What are some current trends in fantasy literature?

Unfortunately Lord Foul's Bane was published a few weeks after the Sword of Shannara, which turned out to be a huge seller (and also a more comfortable read- 'heroes' instead of leper rapists, questions about how using power might corrupt 'heroes' etc). So then we have 'sword and sorcery' and D&D inspired fantasy for decades (Dragonlance the Belgariad, Jordan etc).

I actually still think that Donaldson is a great writer (albeit one with a fairly large and depressingly dark vocabulary), but I remember those few weeks when Lord Foul's Bane was the bestseller.
And then Sword of Shanarra (Tolkien ripoff came along), and we were doomed to dwarves and elves and peasant farmboys for quite a while.

I don't think that any fantasy writer has ever gone as 'dark' as the Covenant books do (except for the torture porn type of fantasy), and also has as much insight into what a somewhat realistic 'hero' journey might be like, or gives as much insight as to why any 'hero' would want to fight for a world. I loved the first three ASOIAF books (A Storm of Swords might be the best fantasy novel yet written, IMHO), but Martin's seemed to be under pressure since then. Since the internet an author doesn't have the luxury of waiting 37 years to complete a series, and that shows.

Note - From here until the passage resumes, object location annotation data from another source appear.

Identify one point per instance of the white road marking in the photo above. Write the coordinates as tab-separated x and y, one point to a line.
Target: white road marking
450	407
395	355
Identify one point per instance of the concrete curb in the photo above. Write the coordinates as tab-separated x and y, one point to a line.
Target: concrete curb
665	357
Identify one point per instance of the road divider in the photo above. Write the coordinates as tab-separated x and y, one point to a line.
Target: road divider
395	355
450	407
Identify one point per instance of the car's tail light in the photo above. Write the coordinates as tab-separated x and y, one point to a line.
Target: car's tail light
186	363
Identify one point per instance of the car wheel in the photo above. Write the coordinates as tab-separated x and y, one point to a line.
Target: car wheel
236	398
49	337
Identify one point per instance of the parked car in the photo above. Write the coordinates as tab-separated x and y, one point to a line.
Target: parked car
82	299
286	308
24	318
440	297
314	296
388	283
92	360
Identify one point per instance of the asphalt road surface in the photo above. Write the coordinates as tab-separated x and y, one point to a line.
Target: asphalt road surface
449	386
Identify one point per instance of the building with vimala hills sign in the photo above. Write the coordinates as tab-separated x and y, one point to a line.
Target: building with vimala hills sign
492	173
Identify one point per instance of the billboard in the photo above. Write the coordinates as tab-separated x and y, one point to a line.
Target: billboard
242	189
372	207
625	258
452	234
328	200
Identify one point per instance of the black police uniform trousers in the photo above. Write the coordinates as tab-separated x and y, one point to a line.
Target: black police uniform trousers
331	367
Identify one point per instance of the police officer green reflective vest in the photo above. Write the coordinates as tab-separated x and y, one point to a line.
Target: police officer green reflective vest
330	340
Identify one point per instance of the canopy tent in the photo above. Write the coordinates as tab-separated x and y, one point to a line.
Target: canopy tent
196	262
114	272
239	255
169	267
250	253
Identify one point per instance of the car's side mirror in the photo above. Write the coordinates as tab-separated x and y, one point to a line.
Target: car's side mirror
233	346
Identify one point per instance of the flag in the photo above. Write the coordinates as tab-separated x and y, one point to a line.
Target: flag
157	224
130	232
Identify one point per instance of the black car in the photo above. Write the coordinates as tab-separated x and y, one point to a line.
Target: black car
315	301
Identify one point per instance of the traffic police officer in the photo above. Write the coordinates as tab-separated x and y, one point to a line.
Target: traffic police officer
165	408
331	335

I wish that we (as consumers), and publishers (as theoretically purveyors of good books) would just give fantasy authors a break now, and let them write their stories. It might save readers from the debacle that became the 'complete' Wheel of Time series, Terry Goodkind's The Sword of Truth (great ideas, great world building, nosedived more quickly than even Dragonlance or Pern did).